We also have the same problems with documentation that exist in the gaming world. Documentation standards have improved and are still improving, but for many specimens we do not have adequate field data, or even records of who prepared them and the methods that they used. And while researchers do publish new information on collections, they are frequently reluctant to share all of their data – an issue covered by another speaker at the meeting, Heather Piwowar. Without easy access to raw data, we are faced with the same gulf that exists between game development documents and the final product – you know what the result is, but not necessarily how the researcher got there and certainly not what insights and alternative approaches were discarded en route.
These parallels are important to keep in mind as we push onwards towards the development of a national cyberinfrastructure for biological collections.

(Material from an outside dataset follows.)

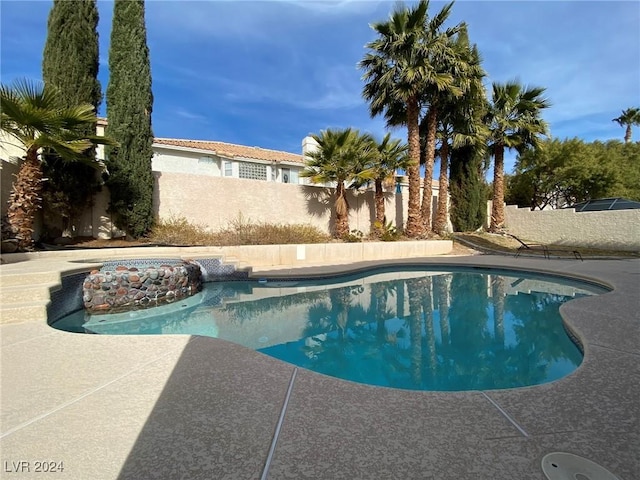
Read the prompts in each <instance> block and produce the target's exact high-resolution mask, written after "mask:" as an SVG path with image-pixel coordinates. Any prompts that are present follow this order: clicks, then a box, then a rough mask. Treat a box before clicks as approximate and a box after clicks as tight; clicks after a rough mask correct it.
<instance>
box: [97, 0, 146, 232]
mask: <svg viewBox="0 0 640 480" xmlns="http://www.w3.org/2000/svg"><path fill="white" fill-rule="evenodd" d="M152 107H153V94H152V92H151V65H150V61H149V49H148V47H147V30H146V27H145V20H144V0H115V2H114V7H113V24H112V29H111V46H110V49H109V85H108V87H107V121H108V125H107V129H106V132H107V134H108V135H109V136H110V137H111V138H113V139H114V140H115V141H116V142H118V144H119V146H118V147H111V148H109V149H108V150H107V167H108V168H109V173H110V175H109V179H108V180H107V185H108V187H109V190H110V193H111V203H110V205H109V211H110V212H111V213H112V214H113V215H114V222H115V224H116V226H117V227H118V228H120V229H122V230H124V231H125V232H127V234H129V235H132V236H134V237H140V236H143V235H145V234H146V233H147V232H148V231H149V230H150V229H151V227H152V225H153V203H152V202H153V184H154V181H153V174H152V171H151V158H152V155H153V151H152V149H151V145H152V143H153V132H152V129H151V110H152Z"/></svg>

At the moment, rightly or wrongly, we are fixated on the idea that we are capturing data about our collections and making it more widely available. What struck me on the long haul down I-395 was that we are actually creating a new type of collection – a collection of complex objects, made up of physical and virtual components that may “live” in more than one place. We understand certain aspects of these collections very well, others less well, and there may be emergent properties that we can hardly guess at.
We may have to relearn how we curate these collections. A good start might be to mirror the approach adopted by Megan Winget and her coworkers, who are working with IMLS funding to study the game industry’s creation methods, behaviors, and attitudes. Their idea is that by understanding the process by which these complex objects are created, you can build more meaningful models of preservation and collection. It seems to me that this would be a good place for the natural history collections community to start – and an acknowledgement that we are dealing with something relatively new in our centuries-old profession and that we may need to look for models in surprising places.